3. Make an outline plan for the mediation, including the points that are important to you and concessions you’re prepared to make. Identify potential concessions that may be valuable to the other side but cost you little or nothing. Think about offering up some small unexpected benefits at an early stage. Do not merely focus on financial issues.
4. Even though you have an outline plan, be ready to listen and adapt. Be genuinely curious about the other side’s interests and worries. Show that you are really listening. Ask questions to gain understanding rather than to undermine. Breakthroughs can arise from unexpected sources. For example, in one mediation, the acknowledgement of the impact of an employee’s bereavement was key – even though the employer hadn’t known about the bereavement before the mediation.
5. Make sure that the necessary people on your side are in the mediation or (at the very least) readily available. For example, O’s finance director may need to be present or available to authorise a financial settlement. In view of the health concerns, E may need somebody present who can provide appropriate support.
6. In advance of (and during) the mediation, give the mediator as much useful material as you can, confidentially if you prefer. For example, O may have information from a confidential source that E is in the late stages of an application for a senior role at a competitor. Or, E may have information that another employee has a similar case against O.
7. Avoid merely attacking the other side’s perceived weaknesses.

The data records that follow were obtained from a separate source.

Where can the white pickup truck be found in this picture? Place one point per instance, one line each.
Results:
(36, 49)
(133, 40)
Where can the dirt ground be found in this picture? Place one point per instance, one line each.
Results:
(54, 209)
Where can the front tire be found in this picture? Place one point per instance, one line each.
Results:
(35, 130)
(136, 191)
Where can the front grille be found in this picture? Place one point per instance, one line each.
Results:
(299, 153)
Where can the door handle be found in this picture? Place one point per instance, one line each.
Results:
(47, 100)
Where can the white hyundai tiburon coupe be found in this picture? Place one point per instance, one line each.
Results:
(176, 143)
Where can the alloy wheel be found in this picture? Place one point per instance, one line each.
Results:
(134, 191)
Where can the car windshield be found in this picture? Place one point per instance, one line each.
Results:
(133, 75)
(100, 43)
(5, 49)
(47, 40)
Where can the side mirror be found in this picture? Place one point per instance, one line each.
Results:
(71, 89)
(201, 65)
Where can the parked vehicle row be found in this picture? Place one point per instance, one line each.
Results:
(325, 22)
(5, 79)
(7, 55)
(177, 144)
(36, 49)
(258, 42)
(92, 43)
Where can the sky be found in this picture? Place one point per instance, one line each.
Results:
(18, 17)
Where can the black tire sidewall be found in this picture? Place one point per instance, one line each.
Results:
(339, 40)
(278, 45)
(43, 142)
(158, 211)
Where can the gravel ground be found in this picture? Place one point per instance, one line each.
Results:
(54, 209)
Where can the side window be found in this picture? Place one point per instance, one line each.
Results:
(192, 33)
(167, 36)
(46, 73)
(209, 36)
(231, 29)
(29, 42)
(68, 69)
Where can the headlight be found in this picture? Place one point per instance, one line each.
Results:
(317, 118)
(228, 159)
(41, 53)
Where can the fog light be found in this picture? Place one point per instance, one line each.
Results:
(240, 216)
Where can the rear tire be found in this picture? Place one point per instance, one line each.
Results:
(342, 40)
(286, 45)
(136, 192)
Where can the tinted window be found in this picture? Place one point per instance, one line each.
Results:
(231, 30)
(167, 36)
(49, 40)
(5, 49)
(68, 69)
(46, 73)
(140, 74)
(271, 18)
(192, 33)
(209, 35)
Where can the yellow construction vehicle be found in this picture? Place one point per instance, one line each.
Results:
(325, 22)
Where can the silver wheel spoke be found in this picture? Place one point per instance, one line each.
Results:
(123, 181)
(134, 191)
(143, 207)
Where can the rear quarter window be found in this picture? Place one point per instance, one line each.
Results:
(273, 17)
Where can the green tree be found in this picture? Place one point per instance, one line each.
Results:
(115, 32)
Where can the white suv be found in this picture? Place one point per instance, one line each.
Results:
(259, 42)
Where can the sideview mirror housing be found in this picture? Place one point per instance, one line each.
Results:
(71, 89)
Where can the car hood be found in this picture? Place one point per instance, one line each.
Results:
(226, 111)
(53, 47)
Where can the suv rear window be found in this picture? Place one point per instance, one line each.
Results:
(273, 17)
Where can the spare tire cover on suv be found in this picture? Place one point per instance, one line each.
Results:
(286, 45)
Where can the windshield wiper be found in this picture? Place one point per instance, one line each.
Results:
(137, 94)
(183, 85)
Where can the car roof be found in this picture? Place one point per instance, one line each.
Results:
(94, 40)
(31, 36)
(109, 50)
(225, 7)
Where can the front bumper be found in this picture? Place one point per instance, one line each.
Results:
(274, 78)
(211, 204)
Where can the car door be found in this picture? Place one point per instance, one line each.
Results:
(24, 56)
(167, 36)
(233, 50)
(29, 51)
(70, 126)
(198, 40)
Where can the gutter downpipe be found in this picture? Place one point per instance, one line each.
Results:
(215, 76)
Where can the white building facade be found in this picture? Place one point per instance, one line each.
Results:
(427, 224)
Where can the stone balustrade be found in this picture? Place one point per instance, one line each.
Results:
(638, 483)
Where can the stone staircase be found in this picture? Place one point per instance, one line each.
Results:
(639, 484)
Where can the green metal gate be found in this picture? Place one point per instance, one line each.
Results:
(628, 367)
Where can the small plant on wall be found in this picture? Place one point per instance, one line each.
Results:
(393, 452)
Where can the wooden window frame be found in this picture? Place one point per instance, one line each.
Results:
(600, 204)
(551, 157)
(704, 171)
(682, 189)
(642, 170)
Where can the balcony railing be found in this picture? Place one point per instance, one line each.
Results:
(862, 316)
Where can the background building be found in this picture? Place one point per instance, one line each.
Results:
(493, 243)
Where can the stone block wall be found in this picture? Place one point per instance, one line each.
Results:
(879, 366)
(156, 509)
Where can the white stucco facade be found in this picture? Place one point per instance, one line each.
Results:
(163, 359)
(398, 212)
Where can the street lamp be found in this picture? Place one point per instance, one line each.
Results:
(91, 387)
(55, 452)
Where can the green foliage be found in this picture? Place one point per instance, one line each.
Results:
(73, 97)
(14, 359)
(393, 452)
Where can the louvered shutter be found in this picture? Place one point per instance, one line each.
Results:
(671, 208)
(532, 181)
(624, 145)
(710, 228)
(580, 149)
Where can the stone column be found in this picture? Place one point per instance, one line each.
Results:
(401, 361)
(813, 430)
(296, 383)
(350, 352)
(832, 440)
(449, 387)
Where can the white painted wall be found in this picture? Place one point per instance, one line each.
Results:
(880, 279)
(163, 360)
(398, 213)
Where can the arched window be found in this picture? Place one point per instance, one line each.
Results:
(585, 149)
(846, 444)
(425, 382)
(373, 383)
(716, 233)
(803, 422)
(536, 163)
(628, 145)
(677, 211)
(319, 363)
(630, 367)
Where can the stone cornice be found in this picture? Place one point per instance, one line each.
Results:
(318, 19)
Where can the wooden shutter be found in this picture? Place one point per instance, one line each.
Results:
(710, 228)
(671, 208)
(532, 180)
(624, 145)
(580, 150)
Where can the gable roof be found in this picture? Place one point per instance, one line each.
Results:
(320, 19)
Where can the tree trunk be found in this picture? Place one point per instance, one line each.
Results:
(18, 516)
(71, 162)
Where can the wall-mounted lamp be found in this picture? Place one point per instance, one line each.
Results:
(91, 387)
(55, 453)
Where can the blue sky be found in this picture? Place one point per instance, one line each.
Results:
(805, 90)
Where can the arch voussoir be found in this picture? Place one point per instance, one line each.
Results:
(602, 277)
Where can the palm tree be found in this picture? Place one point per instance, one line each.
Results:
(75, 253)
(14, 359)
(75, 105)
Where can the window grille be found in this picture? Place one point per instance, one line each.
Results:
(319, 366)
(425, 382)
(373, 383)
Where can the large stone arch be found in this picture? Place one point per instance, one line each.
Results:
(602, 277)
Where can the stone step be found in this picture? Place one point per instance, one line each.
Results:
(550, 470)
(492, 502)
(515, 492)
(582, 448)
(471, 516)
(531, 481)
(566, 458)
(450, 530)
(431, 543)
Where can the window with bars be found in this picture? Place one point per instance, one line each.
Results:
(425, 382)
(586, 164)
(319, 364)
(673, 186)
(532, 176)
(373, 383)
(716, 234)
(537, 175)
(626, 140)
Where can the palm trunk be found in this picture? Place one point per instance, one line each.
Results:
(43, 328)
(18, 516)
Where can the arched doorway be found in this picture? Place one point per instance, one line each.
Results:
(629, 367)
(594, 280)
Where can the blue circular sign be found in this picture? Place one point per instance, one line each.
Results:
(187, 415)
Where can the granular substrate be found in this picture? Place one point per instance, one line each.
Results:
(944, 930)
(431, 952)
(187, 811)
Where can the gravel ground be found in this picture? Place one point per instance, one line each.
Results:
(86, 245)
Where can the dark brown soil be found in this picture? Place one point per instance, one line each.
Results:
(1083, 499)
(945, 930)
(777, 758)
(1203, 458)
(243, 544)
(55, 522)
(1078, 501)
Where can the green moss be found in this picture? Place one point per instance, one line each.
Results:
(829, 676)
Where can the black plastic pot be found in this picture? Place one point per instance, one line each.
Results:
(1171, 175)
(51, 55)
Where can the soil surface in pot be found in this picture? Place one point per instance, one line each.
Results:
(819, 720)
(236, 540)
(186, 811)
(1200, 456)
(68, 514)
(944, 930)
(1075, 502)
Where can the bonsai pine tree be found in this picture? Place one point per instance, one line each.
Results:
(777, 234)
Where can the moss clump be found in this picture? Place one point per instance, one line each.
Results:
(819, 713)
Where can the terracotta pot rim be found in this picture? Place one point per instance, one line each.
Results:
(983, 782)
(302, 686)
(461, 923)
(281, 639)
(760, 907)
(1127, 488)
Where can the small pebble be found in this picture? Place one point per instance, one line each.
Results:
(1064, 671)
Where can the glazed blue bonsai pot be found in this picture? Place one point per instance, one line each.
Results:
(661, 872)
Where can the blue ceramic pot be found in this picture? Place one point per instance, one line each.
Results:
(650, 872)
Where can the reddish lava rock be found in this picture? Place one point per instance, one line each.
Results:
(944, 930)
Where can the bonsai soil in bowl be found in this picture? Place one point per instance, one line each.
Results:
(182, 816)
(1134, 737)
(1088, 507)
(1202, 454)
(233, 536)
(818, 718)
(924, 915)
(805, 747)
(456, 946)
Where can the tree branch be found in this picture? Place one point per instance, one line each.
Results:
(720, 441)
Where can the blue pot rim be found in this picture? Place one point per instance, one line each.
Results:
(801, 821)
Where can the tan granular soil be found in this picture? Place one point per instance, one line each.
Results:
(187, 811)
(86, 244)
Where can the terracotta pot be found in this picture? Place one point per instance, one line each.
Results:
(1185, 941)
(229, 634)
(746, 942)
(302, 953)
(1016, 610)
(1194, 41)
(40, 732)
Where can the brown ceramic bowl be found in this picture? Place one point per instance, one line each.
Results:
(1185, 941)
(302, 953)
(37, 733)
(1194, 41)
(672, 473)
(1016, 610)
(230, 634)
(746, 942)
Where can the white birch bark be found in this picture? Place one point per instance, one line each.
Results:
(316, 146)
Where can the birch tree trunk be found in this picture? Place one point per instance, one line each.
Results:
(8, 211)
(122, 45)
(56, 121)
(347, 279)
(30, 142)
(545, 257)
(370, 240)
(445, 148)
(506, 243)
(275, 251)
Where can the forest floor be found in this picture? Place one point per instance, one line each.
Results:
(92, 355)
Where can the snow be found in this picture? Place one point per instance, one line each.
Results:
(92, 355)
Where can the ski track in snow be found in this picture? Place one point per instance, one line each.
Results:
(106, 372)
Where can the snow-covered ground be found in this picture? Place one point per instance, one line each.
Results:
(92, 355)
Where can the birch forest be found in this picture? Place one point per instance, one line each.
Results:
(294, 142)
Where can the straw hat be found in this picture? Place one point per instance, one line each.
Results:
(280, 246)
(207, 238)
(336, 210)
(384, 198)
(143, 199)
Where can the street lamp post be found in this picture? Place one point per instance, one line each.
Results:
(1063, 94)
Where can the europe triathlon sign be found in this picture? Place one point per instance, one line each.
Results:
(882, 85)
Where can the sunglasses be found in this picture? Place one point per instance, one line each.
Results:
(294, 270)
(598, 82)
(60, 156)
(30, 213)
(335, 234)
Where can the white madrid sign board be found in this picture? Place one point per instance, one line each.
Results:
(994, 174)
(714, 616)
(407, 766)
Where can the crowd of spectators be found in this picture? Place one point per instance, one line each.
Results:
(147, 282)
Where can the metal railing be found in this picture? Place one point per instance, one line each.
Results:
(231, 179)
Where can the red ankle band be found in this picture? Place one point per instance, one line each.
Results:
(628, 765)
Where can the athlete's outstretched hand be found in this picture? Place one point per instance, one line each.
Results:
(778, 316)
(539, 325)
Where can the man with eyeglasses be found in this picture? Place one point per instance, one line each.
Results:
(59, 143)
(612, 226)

This is likely to lead to a reciprocal, and unhelpfully aggressive, counterattack. For example, for O to bang on about E’s perceived poor performance is likely to lead to a flat denial from E and a fruitless argument about the reliability of O’s performance assessment processes.
8. Don’t try to win the arguments (this one can be difficult for lawyers). Cross-examination is unlikely to be helpful. Acknowledge that there are some areas in which you’re never going to reach agreement, but which should not stand in the way of settlement. For example, a settlement would not necessarily have to deal with the issue of E’s level of performance.
9. Identify common ground and build on it. For example, O might agree that E did raise some valid issues (even though in O’s view the issues were relatively minor). With work on both sides, this could lead to an agreed position as to how the internal and external communications around settlement should be dealt with.
10. Try to build constructive momentum. Look for ways to help the other side out of holes. For example, E might be concerned about a regulatory issue potentially affecting his personal position. O could help by bringing a mutually trusted senior compliance manager into the conversation to explain the position and answer E’s questions.
Mediation has a remarkable track record of finding mutually acceptable solutions, particularly to employment and workplace disputes. There’s no simple formula for success, but adopting some or all of the above suggestions will help to maximise your prospects.